Here is the problem:
Let $G$ a planar graph with $12$ vertices. Prove that there exist at least $6$ vertices with degree $\leq 7$.
Here it is what I did:
Since $G$ is planar the number of its edges is $ m\leq 3n-6=30$.
Assume now that there are only $5$ vertices ($w_1 ,w_2 ,\cdots ,w_5$) with degree $\leq 7$. Then the other $7$ vertices have degree $ \geq 8$.
It is $2m= \displaystyle{ \sum_{v \in V(G)} deg(v) \geq \sum_{j=1}^{5} deg(w_j) +7 \cdot 8}$
so it must be $\displaystyle{\sum_{j=1}^{5} deg(w_j) +56 \leq 60}$.
From here I can't do nothing.
First we show that if we have a counter-example, we can find a counter-example which is connected.
Let $G$ be a planar graph with connected components $G_1$, $G_2$, ..., $G_k$. Select nodes $x_i\in G_i$, and create a new graph $G'$ defined by starting with $G$ and then adding edges $\{x_1,x_2\},\{x_2,x_3\},...,\{x_{k-1},x_k\}$. I'll leave it to you to prove that $G'$ is still planar, and, if $G$ is a counter-example to your theorem, then so is $G'$.
So, you've shown there can be no connected counter-example with $|G|=12$, and hence, by this argument, there can be no counter-example with $|G|=12$.
[Effort to prove via induction elided.] As Graphth noted above, your argument can be used for $n=|G|\geq 12$, too.
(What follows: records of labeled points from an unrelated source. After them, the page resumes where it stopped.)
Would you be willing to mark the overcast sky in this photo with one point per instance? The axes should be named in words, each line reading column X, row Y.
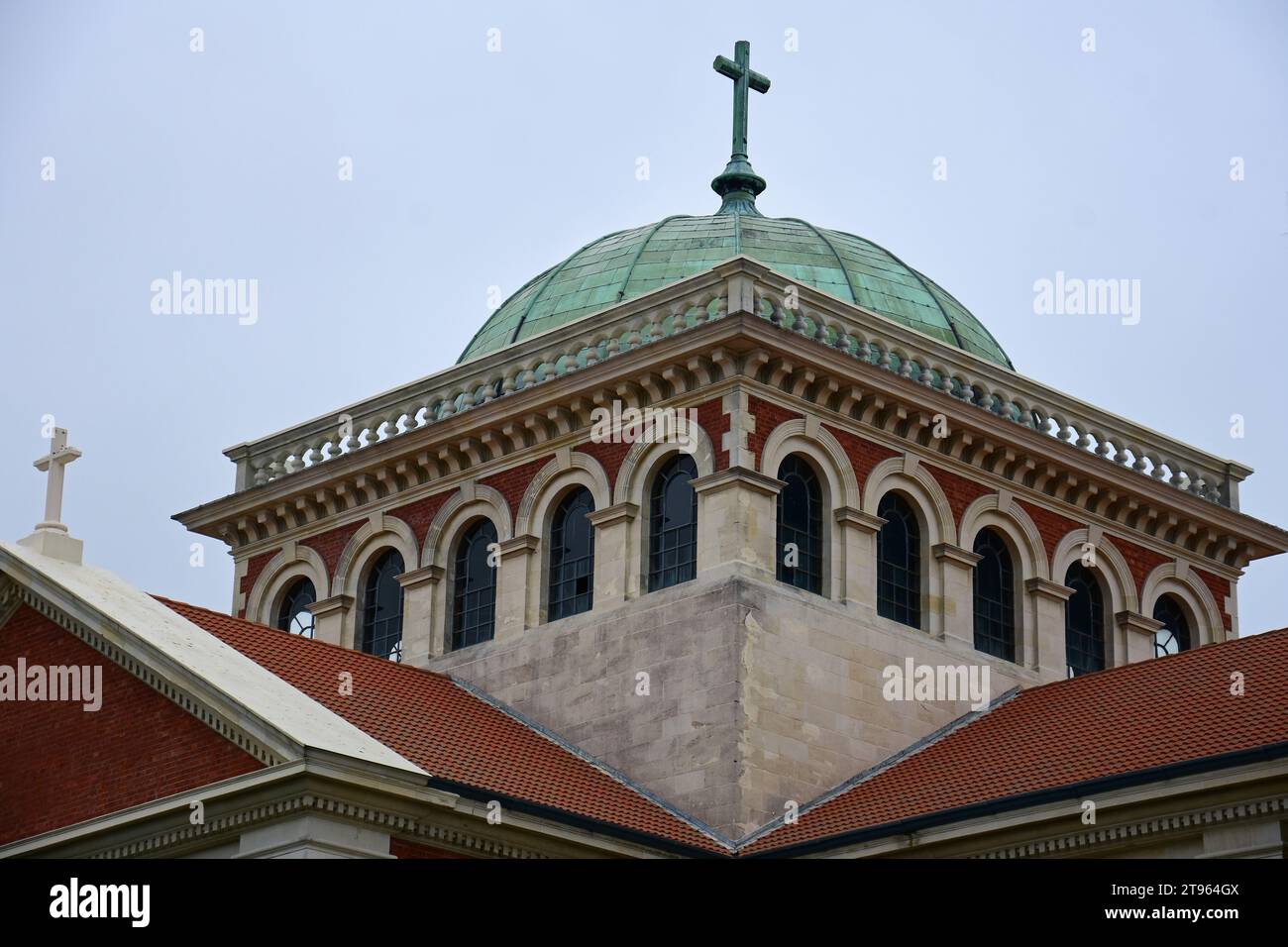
column 476, row 169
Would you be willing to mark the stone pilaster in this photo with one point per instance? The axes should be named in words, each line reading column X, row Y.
column 331, row 620
column 423, row 633
column 957, row 587
column 612, row 552
column 1043, row 644
column 857, row 541
column 737, row 519
column 511, row 590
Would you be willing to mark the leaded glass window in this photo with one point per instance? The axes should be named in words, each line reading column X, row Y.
column 995, row 596
column 673, row 525
column 900, row 562
column 1175, row 634
column 1083, row 621
column 800, row 526
column 294, row 615
column 572, row 557
column 381, row 607
column 475, row 586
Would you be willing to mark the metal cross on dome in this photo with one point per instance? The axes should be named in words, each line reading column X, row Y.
column 743, row 78
column 739, row 184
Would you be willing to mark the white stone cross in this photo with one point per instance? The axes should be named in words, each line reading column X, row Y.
column 53, row 463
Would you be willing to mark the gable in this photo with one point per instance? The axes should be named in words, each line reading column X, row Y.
column 60, row 764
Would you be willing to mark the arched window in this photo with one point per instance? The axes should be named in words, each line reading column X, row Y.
column 1083, row 621
column 1175, row 634
column 673, row 525
column 900, row 562
column 294, row 615
column 381, row 607
column 475, row 587
column 995, row 596
column 572, row 557
column 800, row 522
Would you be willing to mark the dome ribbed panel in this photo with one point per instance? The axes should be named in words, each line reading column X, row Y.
column 631, row 263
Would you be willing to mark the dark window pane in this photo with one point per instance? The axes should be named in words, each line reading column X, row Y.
column 673, row 525
column 475, row 587
column 995, row 596
column 800, row 522
column 381, row 607
column 572, row 557
column 1175, row 634
column 1083, row 621
column 900, row 562
column 294, row 615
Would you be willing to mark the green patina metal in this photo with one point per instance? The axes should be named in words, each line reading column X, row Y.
column 739, row 184
column 630, row 263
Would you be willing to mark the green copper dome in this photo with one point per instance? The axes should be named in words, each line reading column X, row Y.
column 630, row 263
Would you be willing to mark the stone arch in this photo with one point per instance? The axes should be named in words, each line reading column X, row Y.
column 643, row 459
column 376, row 534
column 1196, row 598
column 1016, row 523
column 553, row 480
column 907, row 475
column 292, row 562
column 468, row 504
column 822, row 449
column 1111, row 566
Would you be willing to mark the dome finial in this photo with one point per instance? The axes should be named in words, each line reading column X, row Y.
column 739, row 184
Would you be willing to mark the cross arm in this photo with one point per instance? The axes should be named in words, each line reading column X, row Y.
column 726, row 67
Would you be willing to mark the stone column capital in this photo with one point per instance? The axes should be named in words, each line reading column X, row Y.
column 329, row 605
column 416, row 578
column 527, row 543
column 947, row 552
column 1044, row 587
column 1132, row 621
column 613, row 514
column 858, row 519
column 737, row 476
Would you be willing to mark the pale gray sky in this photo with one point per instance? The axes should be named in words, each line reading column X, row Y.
column 476, row 169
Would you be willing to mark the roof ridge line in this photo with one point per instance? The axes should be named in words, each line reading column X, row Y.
column 831, row 247
column 612, row 772
column 876, row 770
column 313, row 642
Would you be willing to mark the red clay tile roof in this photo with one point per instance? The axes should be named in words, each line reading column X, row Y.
column 449, row 731
column 1120, row 720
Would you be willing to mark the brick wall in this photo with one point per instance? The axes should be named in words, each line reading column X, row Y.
column 609, row 457
column 513, row 483
column 1220, row 589
column 254, row 567
column 768, row 418
column 419, row 515
column 863, row 455
column 1051, row 526
column 960, row 491
column 330, row 545
column 60, row 764
column 715, row 421
column 1140, row 561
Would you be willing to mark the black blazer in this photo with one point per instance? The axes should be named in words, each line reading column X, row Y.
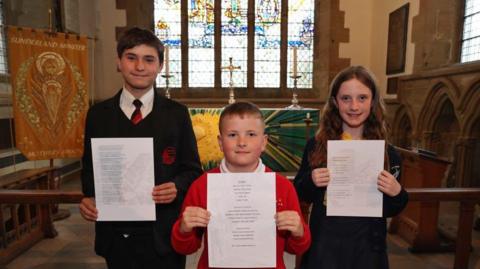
column 175, row 159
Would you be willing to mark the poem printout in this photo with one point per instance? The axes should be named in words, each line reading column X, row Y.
column 354, row 167
column 124, row 178
column 242, row 230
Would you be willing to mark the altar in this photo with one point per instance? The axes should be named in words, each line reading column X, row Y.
column 287, row 130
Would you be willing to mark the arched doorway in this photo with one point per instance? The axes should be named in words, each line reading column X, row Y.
column 445, row 131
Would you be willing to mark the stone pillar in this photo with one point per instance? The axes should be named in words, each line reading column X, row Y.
column 464, row 156
column 429, row 140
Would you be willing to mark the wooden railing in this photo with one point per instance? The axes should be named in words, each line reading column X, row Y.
column 467, row 197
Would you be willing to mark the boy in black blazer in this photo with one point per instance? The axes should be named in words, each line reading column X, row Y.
column 138, row 111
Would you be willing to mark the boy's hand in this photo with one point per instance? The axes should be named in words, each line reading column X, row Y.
column 290, row 220
column 194, row 217
column 388, row 184
column 320, row 177
column 88, row 210
column 164, row 193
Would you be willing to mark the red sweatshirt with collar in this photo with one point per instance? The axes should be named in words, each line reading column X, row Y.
column 188, row 243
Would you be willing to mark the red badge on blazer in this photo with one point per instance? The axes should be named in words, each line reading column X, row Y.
column 168, row 155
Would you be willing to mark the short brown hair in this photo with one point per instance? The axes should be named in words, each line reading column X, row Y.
column 240, row 109
column 137, row 36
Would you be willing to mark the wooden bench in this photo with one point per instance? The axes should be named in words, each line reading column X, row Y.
column 26, row 199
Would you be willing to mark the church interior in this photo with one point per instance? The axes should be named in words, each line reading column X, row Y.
column 280, row 54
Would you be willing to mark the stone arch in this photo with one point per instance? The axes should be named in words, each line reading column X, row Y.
column 470, row 109
column 402, row 128
column 442, row 90
column 468, row 148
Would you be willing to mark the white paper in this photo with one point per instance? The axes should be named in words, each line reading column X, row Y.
column 242, row 229
column 354, row 167
column 124, row 178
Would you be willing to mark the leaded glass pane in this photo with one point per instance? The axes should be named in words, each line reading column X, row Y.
column 234, row 41
column 267, row 43
column 471, row 32
column 201, row 43
column 3, row 51
column 300, row 36
column 471, row 50
column 168, row 29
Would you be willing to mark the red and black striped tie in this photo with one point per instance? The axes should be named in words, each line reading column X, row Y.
column 137, row 114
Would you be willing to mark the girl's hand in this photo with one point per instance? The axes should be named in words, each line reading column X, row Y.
column 320, row 177
column 290, row 220
column 194, row 217
column 388, row 184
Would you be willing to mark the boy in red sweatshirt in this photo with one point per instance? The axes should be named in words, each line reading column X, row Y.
column 242, row 141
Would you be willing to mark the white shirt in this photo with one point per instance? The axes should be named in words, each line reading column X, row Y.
column 127, row 106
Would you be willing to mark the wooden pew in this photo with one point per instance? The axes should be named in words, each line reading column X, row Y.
column 467, row 197
column 26, row 197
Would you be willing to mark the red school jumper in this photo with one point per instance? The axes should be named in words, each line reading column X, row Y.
column 188, row 243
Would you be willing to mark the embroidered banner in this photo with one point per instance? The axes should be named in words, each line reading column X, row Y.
column 286, row 129
column 49, row 74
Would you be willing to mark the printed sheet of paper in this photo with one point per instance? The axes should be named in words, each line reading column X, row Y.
column 354, row 167
column 242, row 230
column 124, row 178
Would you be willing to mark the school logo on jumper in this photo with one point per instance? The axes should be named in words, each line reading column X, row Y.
column 168, row 155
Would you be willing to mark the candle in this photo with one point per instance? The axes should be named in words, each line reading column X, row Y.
column 294, row 68
column 166, row 60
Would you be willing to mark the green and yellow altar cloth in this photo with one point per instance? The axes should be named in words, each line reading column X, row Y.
column 287, row 130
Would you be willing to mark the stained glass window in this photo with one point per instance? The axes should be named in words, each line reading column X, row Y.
column 3, row 51
column 300, row 36
column 243, row 31
column 234, row 41
column 471, row 32
column 168, row 29
column 201, row 25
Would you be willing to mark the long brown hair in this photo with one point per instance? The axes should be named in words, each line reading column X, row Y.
column 331, row 122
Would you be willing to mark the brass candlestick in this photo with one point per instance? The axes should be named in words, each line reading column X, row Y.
column 167, row 88
column 230, row 68
column 294, row 104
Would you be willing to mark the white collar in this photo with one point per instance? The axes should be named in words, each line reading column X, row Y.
column 260, row 167
column 146, row 99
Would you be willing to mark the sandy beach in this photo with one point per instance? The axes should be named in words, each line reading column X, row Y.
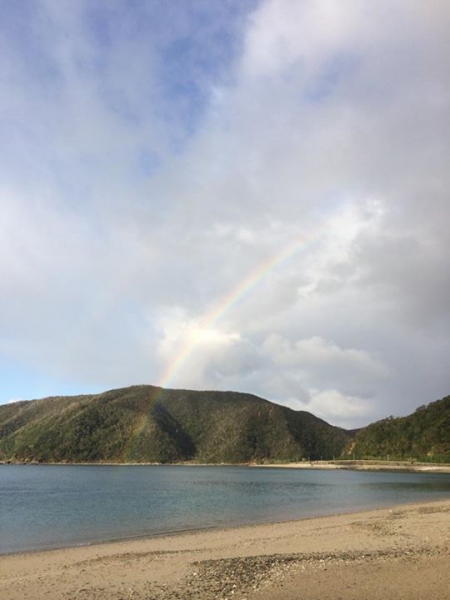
column 401, row 552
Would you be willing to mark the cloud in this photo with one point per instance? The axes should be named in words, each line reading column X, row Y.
column 158, row 159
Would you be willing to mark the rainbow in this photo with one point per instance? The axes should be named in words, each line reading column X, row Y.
column 231, row 299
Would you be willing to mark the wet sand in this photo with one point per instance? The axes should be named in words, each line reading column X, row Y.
column 401, row 553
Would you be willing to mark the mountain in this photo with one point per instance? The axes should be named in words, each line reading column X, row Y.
column 150, row 424
column 423, row 435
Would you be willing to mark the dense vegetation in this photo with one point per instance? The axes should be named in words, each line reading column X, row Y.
column 148, row 424
column 422, row 436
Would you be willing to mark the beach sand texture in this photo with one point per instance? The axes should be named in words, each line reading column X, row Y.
column 401, row 553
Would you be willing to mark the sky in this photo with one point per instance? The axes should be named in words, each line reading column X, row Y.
column 247, row 195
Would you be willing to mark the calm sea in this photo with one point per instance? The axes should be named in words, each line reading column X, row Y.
column 56, row 506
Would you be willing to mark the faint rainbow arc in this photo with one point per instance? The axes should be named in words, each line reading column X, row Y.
column 245, row 286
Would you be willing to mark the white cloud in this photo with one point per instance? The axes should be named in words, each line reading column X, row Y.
column 145, row 180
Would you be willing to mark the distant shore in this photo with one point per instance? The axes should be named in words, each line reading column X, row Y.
column 355, row 465
column 379, row 554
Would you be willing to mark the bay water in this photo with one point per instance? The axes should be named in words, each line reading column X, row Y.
column 51, row 506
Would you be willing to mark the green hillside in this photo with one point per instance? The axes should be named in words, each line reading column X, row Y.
column 424, row 436
column 148, row 424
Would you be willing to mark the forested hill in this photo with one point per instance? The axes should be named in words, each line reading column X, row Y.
column 423, row 435
column 148, row 424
$$m\leq 3n-6$$ $$\sum_{x\in G} deg(x) = 2m \leq 6n-12$$ But if $G$ is a connected counter-example, then $\sum_{x\in G} deg(x) \geq 8(n-5) + 5$
So $$8n-35 \leq 6n-12$$ or $$2n\leq 23$$
Note that connectedness is more than you really need, you just need to know that $deg(x)\geq 1$ for all nodes $x\in G$. So it's very easy to take any counter-example to a counter-example where no nodes are isolated because adding an edge from an isolated node to another node does not break the planar nature of the graph.